Supposedly in Europe, though the EU has pushed a positive note toward whistleblowing, they have some residual, cultural concerns about whistleblowing. This is something the old German government used to use for tattle-taling on people that weren’t part of the Nazi party and they associate it with that. Just because Hitler also used guns, that doesn’t mean the military shouldn’t use guns. This is something that’s useful for any organization that deals with people for finding problems. The problems might be that people are not nice or there’s other things to root out.

Culturally in the EU, they have not progressed to where the United States is, where we celebrate whistleblowers in a different way, even though we still have some residual problems. If you think about it, whistleblowers in certain situations are referred to as snitches or rats. Whenever somebody asks a question about, well, are they tattle-taling

The example I always give is the Tuskegee experiment.
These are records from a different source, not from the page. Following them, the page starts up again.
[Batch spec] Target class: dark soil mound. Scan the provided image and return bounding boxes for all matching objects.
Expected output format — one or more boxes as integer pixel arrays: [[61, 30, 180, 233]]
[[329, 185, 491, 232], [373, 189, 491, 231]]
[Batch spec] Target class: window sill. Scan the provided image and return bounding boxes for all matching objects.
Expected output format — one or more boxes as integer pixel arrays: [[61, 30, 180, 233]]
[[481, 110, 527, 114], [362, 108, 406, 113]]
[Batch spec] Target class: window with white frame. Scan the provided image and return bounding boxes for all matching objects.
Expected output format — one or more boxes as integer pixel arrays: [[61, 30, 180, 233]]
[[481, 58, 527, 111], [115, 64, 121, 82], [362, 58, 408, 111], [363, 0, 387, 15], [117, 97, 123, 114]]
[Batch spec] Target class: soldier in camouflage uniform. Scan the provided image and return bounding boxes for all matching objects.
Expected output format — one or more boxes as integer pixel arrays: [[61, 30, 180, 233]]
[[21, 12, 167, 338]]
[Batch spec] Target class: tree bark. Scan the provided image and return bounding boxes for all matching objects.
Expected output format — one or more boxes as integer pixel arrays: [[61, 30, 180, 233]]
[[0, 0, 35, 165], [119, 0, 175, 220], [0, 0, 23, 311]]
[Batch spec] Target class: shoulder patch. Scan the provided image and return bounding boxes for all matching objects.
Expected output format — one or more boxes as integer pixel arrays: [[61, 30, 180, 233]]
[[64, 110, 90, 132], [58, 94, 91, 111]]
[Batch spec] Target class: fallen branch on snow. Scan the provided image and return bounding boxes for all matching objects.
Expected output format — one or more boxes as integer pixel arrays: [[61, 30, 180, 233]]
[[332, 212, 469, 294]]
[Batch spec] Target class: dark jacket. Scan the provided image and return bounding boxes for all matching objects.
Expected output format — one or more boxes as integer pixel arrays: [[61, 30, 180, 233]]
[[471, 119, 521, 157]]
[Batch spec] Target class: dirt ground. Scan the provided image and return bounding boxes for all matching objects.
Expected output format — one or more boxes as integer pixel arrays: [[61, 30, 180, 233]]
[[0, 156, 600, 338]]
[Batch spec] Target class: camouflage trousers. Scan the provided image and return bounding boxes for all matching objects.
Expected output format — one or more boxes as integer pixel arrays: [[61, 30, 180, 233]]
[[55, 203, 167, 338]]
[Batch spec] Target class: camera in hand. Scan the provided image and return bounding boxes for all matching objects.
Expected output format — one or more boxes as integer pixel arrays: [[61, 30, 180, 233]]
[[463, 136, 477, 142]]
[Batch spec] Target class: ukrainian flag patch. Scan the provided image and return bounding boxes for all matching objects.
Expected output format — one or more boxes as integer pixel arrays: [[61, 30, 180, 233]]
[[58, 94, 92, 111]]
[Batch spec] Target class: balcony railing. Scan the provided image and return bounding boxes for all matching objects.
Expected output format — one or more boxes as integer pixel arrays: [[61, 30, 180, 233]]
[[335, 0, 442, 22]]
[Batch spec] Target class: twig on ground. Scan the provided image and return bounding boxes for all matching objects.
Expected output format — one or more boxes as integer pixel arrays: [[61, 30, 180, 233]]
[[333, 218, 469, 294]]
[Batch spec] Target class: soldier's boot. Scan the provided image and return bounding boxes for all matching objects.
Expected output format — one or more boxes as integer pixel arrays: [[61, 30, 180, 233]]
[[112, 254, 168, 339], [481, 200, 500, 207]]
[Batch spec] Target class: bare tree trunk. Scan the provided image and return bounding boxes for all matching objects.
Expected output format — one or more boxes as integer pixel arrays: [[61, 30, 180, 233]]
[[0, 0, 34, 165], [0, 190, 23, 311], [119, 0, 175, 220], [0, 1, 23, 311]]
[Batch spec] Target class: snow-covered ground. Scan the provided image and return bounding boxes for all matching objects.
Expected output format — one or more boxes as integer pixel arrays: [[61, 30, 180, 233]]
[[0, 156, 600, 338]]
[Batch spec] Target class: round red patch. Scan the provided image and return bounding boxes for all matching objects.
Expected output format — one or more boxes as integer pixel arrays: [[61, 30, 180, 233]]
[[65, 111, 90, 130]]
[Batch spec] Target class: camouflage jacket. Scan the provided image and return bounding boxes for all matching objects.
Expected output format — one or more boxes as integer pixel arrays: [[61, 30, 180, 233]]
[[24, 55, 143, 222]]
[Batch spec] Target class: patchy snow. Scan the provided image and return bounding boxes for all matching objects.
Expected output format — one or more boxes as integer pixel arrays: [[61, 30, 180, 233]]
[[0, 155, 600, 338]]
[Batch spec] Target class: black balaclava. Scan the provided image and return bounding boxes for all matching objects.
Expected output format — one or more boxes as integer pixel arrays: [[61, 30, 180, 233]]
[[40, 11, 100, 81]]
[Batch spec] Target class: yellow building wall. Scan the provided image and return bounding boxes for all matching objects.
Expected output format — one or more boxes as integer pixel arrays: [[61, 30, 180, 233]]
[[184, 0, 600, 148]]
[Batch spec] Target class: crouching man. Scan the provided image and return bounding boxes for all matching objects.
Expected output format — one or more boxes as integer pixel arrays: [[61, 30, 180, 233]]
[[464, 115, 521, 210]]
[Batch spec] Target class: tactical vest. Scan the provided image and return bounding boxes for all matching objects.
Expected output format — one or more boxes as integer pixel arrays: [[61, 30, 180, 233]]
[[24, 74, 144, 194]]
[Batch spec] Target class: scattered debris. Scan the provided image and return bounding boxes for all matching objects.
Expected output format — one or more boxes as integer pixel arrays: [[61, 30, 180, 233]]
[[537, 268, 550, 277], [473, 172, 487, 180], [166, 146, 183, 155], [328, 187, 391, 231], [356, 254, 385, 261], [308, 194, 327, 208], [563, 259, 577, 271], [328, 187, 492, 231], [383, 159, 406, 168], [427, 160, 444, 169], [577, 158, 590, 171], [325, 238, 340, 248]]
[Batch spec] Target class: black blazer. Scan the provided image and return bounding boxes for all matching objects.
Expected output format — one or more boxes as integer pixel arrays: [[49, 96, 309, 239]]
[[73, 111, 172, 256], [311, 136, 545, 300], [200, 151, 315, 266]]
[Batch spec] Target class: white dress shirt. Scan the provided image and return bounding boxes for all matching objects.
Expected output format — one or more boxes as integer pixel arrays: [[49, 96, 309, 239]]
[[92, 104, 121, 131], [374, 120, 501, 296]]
The Tuskegee experiment happened in the 1960’s. This is where our government decided that they were going to pretend to provide medical care to people in the African American communities in the south.  The people conducting the experiment found people that had syphilis and did not tell them that they had syphilis. Instead, they just observed them until their deaths. This was well into us discovering that penicillin is a cure to syphilis. Our government funded this. Somebody within the organization heard about it in 1966 and said “hey, you got to stop this.” The whistleblower reported what he found to in a letter to his adviser. He signed the letter, he said this is a bad idea and needs to be ended. The researchers ignored him.

Then in 1968, he blew the whistle again. In 1968, there were race riots and protests going on, so he changed the tone of his complaint and he said it would look bad because of the current political environment. The government instituted a blue-ribbon panel to review it. Even with that blue-ribbon panel, the panelists said “let’s let this study play out.” They just basically wanted to see what the results were of people having syphilis, dying from syphilis, and how long people survive with the disease. It wasn’t until 1972, when the whistleblower went to a reporter that the conduct ceased. He reported internally in his own system twice and was ignored.

The whistleblower’s name was Peter Buxtun and I don’t know of any human that would look at that guy and say he’s a rat. Absolutely not a rat. That guy’s a hero. He tried everything to stop it. Culturally, we need to understand that these people that do this, there shouldn’t be a stigma with this. There shouldn’t be a negative connotation with this. These people that do this, they’re brave, they’re doing something important, and they uncover important things.

We’re looking forward to your future papers and the Tuskegee experiment is a powerful example of how whistleblowing can prevent immense harm in the world. Is there anything else you think you want to tell our readers?

If you’re interested in reading my paper, you can Google me, Kyle Welch, at SSRN, and the paper on whistleblowing will come right up. You can look at the study yourself, see the tests and analyses. It’s pretty impressive what happens once you start initiating a whistleblowing system

When you go from first to second decile of use of the system, you have drastic savings in fines, and in lawsuits, and in settlements of lawsuits. It’s really pretty incredible. Based on just the fines alone, it goes down north of $5-6 million going from first to second decile of use of the system, controlling for year and industry. If you think about it, these systems don’t cost millions, and so there’s a clear value add to implementing them.

People might hear this and say “the average academic is pretty skeptical on things, this guy seems pretty convinced on this stuff.” I’ll tell you, when I entered this project, I was a little nervous because I had the intuition, like I said, that the opposite of my finding was true. I thought, more firms, more reporting, equals more problems.

If you want to read the research, it’s all from me and a colleague of mine, Steve Stubben, who’s a professor at the University of Utah, and you can find our research online at SSRN.